Overall, 76 of the 200 myositis patients were more specifically classified as having adult polymyositis; 76 had adult dermatomyositis; and the remaining 48 patients had juvenile dermatomyositis.
In univariate analysis, several factors were associated with more rapid achievement of the DOI. These included lower baseline muscle damage, a higher white blood cell count, lower global damage, and the absence of muscle atrophy.
However, "the primary and strongest predictor of improvement on univariate analysis was autoantibodies," said Dr. Aggarwal – specifically, Jo-1 and Mi-2 – but also other myositis-associated antibodies, including SRP.
Dr. Aggarwal then conducted a multivariate analysis looking only at those variables with P value less than .1 in univariate assessment.
This time, the only significant predictors of improvement were the presence of the antisynthetase autoantibody Jo-1, but only in adults (hazard ratio, 3.08; 95% confidence interval, 1.80-5.28) as well as Mi-2, but only in juvenile and adult dermatomyositis – not adult polymyositis (HR 2.49; 95% CI, 1.42-4.41).
Other antibodies, including those to the signal recognition particle, did not confer a significantly increased association with improvement.
On the other hand, having less global damage at baseline was associated with improvement at 8 weeks, but the effect was washed out by week 20.
"Our findings regarding anti–Jo-1 are even more interesting when these results are coupled with other data that were presented in a concurrent session yesterday," said Dr.
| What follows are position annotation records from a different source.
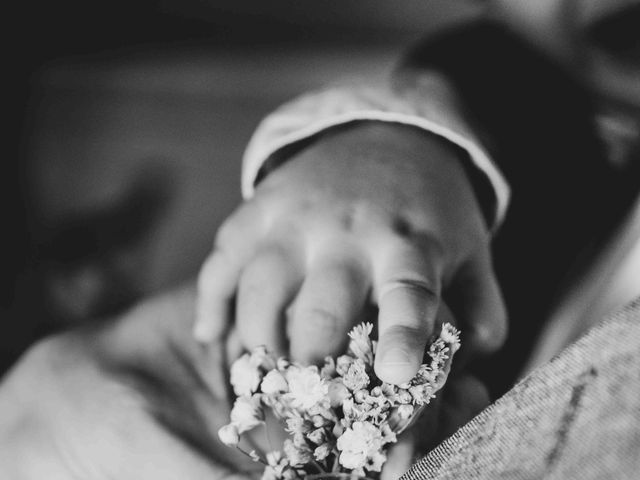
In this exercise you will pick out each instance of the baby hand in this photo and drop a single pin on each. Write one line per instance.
(374, 213)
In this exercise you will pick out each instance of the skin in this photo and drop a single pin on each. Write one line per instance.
(371, 214)
(135, 398)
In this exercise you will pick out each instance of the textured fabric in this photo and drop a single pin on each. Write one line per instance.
(575, 417)
(432, 107)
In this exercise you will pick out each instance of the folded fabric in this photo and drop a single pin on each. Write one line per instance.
(575, 417)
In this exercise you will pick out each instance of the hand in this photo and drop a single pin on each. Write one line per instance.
(134, 399)
(378, 214)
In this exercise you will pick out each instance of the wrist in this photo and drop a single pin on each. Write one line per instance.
(400, 144)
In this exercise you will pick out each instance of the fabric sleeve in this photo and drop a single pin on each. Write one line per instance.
(430, 104)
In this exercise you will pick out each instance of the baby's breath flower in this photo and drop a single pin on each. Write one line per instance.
(360, 345)
(229, 435)
(318, 420)
(317, 436)
(298, 455)
(403, 396)
(296, 424)
(246, 413)
(343, 363)
(274, 382)
(328, 370)
(375, 461)
(405, 411)
(359, 444)
(360, 396)
(270, 473)
(245, 376)
(254, 456)
(450, 335)
(282, 364)
(338, 392)
(330, 413)
(356, 377)
(306, 388)
(321, 452)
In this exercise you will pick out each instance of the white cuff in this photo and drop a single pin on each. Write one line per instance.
(436, 113)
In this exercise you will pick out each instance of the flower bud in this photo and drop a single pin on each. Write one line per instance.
(229, 435)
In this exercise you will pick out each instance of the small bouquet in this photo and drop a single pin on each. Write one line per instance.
(340, 417)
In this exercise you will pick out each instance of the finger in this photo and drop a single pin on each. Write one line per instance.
(408, 290)
(267, 286)
(236, 241)
(479, 306)
(217, 283)
(331, 298)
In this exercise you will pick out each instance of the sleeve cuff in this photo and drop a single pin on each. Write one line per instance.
(313, 114)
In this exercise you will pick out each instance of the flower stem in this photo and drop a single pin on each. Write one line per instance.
(260, 459)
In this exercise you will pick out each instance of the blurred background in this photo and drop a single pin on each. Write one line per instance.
(127, 121)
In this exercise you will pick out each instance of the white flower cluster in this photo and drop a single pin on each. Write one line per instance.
(340, 417)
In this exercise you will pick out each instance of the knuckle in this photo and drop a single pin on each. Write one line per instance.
(319, 322)
(413, 282)
(409, 337)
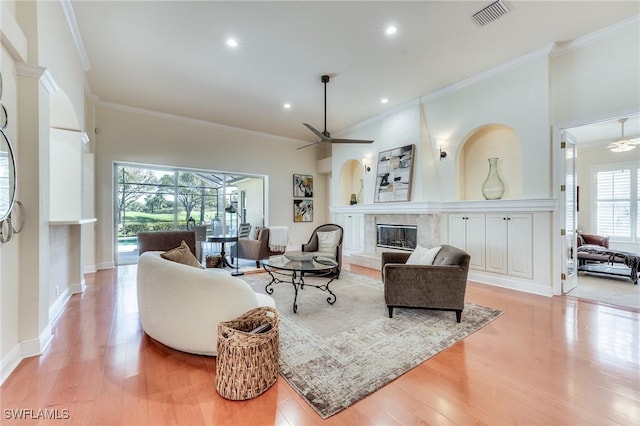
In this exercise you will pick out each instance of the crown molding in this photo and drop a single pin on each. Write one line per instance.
(381, 116)
(580, 42)
(188, 120)
(37, 72)
(70, 16)
(527, 58)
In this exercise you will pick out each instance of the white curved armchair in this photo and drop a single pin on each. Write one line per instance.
(181, 306)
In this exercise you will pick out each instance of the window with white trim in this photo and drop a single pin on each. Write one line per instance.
(617, 201)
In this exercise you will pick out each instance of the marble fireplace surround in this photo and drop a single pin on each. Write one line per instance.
(422, 215)
(427, 216)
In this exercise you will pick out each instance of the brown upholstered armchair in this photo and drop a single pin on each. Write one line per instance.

Aggarwal, citing a study he also led looking at the relation between anti–Jo-1 serum levels and the six improvement measures assessed in the DOI.
In that study, "After start of the treatment [with rituximab], autoantibody levels in Jo-1 subjects decreased by approximately nine units per week," he wrote.
"Anti–Jo-1 levels longitudinally correlated with all core set measures [of improvement] univariately and after adjusting for IgG levels."
He added, "These data suggest that anti–Jo-1 is also a disease biomarker."
"Further study of B-cell depletion in autoantibody positive, low-damage and juvenile dermatomyositis is warranted."
The RIM study was funded by Genentech, maker of rituximab; several investigators reported relationships to Genentech as well as other pharmaceutical companies.
AT THE ANNUAL MEETING OF THE AMERICAN COLLEGE OF RHEUMATOLOGY
Major Finding: Presence of the anti-synthetase autoantibody Jo-1 at baseline strongly predicted improvement in myositis patients taking rituximab (hazard ratio 3.08; 95% confidence interval, 1.80-5.28).
Data Source: A This findings is based on data from the RIM (Rituximab in Myositis) study.
Disclosures: The RIM study was funded by Genentech, maker of rituximab; several investigators reported relationships to Genentech as well as other pharmaceutical companies.